I have a confession to make. Even though I live in a country awash with fantastic radio stations, where internet radio has exploded over the last few years, while writing blog posts on an evening I still tend to look up a friend from the internet, broadcasting from a station in middle America – the other side of the world.
I love radio. I always have. When I was about 11 years old my Grandfather gave me a radiogram. I can probably imagine my Mum and Dad rolling their eyes, and struggling to fit it in the back of the car, while listening to my endless claims that it would fit in my room. It did fit in my room – as long as you walked past the bed sideways.
I never bought any vinyl records for it, mainly because the record deck was shot to pieces. It had an old 45 of Rhinestone Cowboy on it’s turntable – that had most likely been there since it was bought in the mid 1970s. When you first switched it on, the speed would vary all over the place, causing no end of amusement – singing along with Glenn Campbell who varied between sounding like a Smurf, and James Earl Jones as the speed stabilised.

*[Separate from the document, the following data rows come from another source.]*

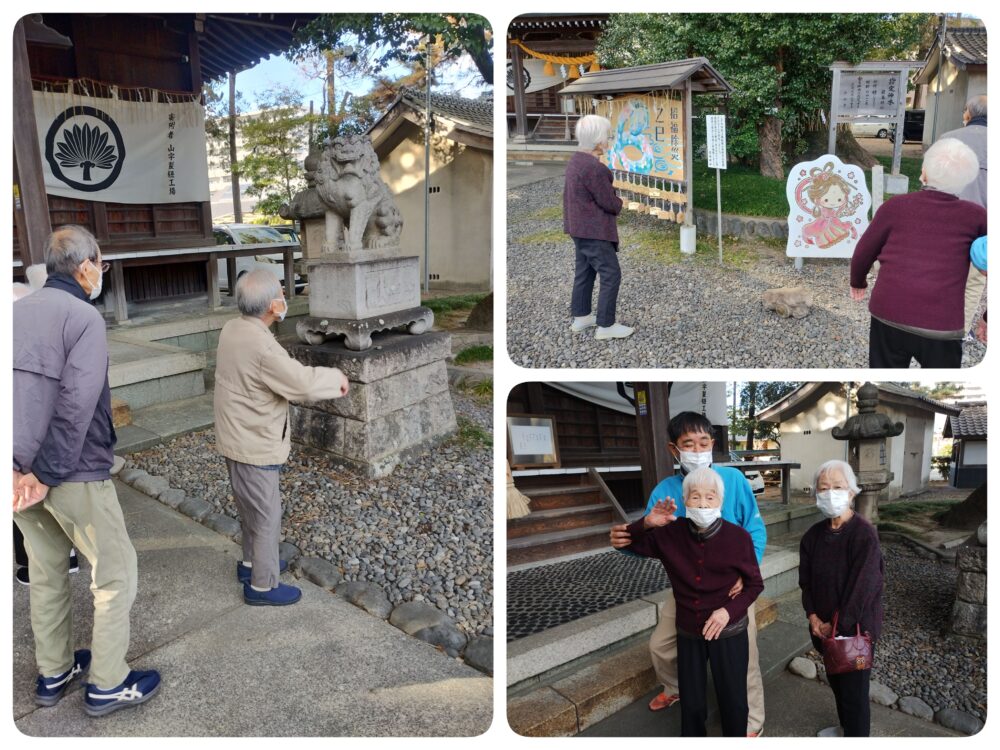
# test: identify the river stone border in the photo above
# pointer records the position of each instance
(951, 718)
(417, 619)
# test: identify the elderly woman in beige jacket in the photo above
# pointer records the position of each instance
(255, 378)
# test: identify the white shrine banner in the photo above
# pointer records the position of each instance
(105, 149)
(828, 208)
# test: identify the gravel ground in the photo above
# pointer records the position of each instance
(688, 314)
(913, 657)
(423, 533)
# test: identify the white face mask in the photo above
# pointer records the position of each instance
(96, 291)
(704, 517)
(691, 460)
(833, 503)
(283, 313)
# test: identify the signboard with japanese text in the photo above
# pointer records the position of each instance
(863, 93)
(716, 127)
(647, 135)
(116, 151)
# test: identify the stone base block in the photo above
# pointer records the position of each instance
(398, 403)
(358, 333)
(363, 289)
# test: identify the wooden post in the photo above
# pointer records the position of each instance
(118, 291)
(212, 277)
(31, 187)
(652, 414)
(520, 116)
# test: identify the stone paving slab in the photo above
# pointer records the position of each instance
(321, 667)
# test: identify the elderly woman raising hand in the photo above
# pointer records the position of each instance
(703, 555)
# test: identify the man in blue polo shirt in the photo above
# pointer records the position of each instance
(691, 444)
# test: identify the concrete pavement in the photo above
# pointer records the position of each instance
(321, 667)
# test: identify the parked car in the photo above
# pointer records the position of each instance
(913, 126)
(253, 234)
(753, 476)
(871, 129)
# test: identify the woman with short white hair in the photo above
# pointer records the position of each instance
(841, 575)
(703, 555)
(921, 241)
(590, 208)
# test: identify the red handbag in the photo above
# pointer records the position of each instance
(850, 654)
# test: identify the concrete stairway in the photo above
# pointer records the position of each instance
(569, 515)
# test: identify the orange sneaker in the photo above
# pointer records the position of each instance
(663, 701)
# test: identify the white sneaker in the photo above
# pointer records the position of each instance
(617, 331)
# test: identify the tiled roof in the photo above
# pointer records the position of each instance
(476, 113)
(966, 46)
(971, 423)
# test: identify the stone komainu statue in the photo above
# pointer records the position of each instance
(360, 208)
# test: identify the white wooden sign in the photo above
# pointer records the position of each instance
(828, 208)
(716, 125)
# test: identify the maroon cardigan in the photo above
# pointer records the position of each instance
(921, 241)
(589, 201)
(702, 570)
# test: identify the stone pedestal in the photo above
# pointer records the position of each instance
(398, 403)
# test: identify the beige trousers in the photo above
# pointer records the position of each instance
(974, 288)
(85, 515)
(663, 650)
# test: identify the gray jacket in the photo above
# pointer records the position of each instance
(973, 135)
(62, 401)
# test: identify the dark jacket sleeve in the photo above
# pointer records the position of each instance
(753, 584)
(864, 581)
(805, 574)
(869, 246)
(80, 384)
(600, 184)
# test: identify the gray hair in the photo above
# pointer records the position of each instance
(950, 165)
(701, 477)
(837, 465)
(255, 291)
(976, 106)
(591, 130)
(68, 247)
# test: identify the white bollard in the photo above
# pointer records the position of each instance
(688, 237)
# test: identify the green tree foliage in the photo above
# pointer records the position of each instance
(397, 37)
(777, 64)
(276, 139)
(753, 397)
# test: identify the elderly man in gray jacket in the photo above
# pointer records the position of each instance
(63, 494)
(973, 135)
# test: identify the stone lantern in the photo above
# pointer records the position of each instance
(866, 433)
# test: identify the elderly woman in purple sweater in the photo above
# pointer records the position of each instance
(921, 241)
(590, 207)
(841, 572)
(704, 556)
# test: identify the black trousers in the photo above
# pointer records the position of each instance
(894, 347)
(850, 690)
(593, 258)
(728, 658)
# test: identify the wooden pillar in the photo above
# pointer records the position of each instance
(30, 189)
(652, 414)
(118, 291)
(520, 114)
(212, 277)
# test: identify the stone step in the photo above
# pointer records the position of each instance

That old radiogram had by far the best sounding radio I have ever heard though. I imagine the cavernous wooden exterior would have been filled with the valves that audiophiles now spend a small fortune on. A huge silver knob tuned the FM stations in, moving a paper marker up and down a glass strip in it’s facia. Over time I came to know where each station lived, and spent hours on evenings listening to all manner of music, and talk radio stations.
The love of radio has never left me. The first thing I do on a morning after getting up is walk into the kitchen and switch the radio on – invariably the local radio, or one of the bigger commercial stations. On an evening though, I gravitate towards music, and the internet.
Now if you’ll excuse me, I have coffee to drink, chocolate biscuits to eat, and the radio to listen to.